0x7f443a0325d9: (gr::tagged_stream_block::check_topology(int, int)+0x2e49)
0x7f4439c2f24c: (std::rethrow_exception(std::__exception_ptr::exception_ptr)+0x7c)
0x7f4439c2f2b7: (std::terminate()+0x17)
0x7f4439c2f23e: (std::rethrow_exception(std::__exception_ptr::exception_ptr)+0x6e)
0x5595a221e941: (Call_Concluder::manage_call_data_workers()+0xeb1)
0x5595a2140604: (monitor_messages()+0x394)
0x5595a2134210: (main+0x740)
0x7f443987bd90: (__libc_init_first+0x90)
0x7f443987be40: (__libc_start_main+0x80)
0x5595a2137ab5: (_start+0x25)

PhilRW avatar Aug 29 '23 19:08 PhilRW

Problem seems to be mitigated by setting transmissionArchive to false.

PhilRW avatar Aug 29 '23 19:08 PhilRW

If you still want to keep transmission archives, the other option is to set tempDir to the same directory (or at least drive) as captureDir in the config file. Keeping both of those on the same device should avoid the issue, but you'll miss any benefit of recording all the individual transmissions to a tempfs instead of storage media.

There are a handful of boost library/kernel combos that can cause this, but it's ultimately related to a kernel issue that existed between linux 5.3 and 5.18. Boost created a workaround at some point, and it was fixed in the 6.x kernel, but some distros like debian 11 might still run into the "cross-device link" error.

Since this only really happens under a certain set of circumstances, it might even be best that transmissionArchive: true disables the use of a temp space. If you're keeping all those wavs, its not like the tempDir is saving any drive wear, it's just adding complexity.

taclane avatar Aug 29 '23 20:08 taclane

Just for posterity's sake I'd like to confirm taclane's findings. My main recorder ran the TR official docker image on a Debian 11 box with a backported 6.x kernel and still ran into this error. It was configured to archive transmissions and tempDir wasn't set - I configured it to use a directory on the same volume as the existing audio storage and I can now run newer code without problem.

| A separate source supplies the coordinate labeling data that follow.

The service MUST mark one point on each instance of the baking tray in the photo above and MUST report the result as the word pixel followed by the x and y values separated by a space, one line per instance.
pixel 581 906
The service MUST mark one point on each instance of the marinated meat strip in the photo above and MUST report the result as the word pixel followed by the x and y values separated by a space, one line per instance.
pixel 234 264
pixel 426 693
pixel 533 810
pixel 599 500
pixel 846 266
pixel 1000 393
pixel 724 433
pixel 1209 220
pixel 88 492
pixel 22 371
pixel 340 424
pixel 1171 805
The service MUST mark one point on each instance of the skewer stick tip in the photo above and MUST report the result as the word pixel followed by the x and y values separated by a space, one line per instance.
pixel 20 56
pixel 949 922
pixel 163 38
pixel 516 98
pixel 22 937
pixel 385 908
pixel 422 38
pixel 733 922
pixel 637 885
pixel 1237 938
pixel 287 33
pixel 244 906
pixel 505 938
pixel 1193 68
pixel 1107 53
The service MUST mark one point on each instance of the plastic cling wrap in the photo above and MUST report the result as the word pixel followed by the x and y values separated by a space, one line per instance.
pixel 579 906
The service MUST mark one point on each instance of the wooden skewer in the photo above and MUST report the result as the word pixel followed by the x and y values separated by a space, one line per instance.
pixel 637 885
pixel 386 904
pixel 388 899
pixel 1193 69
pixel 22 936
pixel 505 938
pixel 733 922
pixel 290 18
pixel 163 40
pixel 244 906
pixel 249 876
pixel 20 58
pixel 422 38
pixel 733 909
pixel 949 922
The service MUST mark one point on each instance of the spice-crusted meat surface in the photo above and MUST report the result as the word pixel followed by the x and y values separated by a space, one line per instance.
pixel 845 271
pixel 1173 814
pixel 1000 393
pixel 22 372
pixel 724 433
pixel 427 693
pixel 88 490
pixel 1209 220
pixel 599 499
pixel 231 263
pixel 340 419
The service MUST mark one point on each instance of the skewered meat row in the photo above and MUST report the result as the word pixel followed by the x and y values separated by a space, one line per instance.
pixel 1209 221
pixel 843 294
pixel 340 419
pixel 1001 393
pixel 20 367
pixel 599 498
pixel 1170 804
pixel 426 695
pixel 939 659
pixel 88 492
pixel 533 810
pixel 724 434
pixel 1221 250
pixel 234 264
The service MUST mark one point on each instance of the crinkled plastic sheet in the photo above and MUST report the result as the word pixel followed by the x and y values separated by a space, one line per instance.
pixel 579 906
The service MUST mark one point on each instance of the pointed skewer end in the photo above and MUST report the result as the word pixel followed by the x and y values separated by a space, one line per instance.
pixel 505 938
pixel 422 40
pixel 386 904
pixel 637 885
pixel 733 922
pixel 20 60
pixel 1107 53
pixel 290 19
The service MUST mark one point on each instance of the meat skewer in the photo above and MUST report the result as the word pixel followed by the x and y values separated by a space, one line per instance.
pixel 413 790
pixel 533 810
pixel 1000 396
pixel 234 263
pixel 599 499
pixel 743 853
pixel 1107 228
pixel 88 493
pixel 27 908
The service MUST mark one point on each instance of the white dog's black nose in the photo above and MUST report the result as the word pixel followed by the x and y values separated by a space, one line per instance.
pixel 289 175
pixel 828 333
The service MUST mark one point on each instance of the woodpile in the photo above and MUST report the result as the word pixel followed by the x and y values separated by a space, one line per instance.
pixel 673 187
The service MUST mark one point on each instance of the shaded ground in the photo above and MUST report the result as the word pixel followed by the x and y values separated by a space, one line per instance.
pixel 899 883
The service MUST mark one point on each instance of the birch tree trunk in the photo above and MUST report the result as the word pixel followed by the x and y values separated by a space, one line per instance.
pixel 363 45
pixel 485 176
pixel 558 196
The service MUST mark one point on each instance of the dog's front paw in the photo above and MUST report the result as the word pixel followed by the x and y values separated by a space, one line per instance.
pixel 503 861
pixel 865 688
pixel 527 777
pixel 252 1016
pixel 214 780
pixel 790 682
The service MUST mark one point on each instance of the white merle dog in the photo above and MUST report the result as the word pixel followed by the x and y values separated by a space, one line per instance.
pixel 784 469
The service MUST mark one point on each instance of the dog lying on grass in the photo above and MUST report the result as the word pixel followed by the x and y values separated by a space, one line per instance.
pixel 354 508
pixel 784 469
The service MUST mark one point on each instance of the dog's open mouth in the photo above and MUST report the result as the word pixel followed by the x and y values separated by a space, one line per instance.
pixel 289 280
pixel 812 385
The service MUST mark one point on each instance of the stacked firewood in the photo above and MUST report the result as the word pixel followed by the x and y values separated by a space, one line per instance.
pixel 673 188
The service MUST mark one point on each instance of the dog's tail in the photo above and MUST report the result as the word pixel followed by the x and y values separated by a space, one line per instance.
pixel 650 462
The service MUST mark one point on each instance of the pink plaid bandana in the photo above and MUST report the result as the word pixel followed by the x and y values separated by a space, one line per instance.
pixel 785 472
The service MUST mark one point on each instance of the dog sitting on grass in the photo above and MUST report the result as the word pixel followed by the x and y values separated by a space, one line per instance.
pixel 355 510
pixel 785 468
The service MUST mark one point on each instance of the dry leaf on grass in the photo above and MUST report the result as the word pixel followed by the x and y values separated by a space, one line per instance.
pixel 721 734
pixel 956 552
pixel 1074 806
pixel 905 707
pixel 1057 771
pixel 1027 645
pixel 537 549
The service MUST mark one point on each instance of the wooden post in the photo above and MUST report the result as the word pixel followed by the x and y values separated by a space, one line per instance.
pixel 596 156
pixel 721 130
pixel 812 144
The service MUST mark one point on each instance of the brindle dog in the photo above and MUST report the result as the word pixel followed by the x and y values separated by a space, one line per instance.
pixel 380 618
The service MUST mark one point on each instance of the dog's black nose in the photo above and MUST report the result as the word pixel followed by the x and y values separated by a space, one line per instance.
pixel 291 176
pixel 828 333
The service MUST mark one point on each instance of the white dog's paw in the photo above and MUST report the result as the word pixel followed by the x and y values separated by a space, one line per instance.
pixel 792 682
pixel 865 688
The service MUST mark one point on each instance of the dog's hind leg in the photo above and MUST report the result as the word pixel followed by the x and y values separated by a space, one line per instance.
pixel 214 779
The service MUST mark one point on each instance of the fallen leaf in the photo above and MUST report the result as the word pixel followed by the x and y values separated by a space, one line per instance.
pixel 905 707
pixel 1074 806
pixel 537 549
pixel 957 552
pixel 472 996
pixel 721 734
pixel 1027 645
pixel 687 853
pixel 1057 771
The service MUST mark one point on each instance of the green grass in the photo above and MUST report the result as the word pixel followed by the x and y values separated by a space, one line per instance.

sally-yachts avatar Oct 02 '23 17:10 sally-yachts

For more context, this still happens with the latest edge code on a fresh Debian 12 (bookworm) install with kernel 6.1.0-13. Would love any input on known working boost/kernel versions to address this as using something like shm for temp data keeps latency-sensitive IO off of storage altogether which enables a lot more flexibility in deployment.

This workaround also unfortunately triggered a corner case in concert with bad firmware from Samsung and caused two brand new SSDs to burn through their usable life in a couple months necessitating RMA.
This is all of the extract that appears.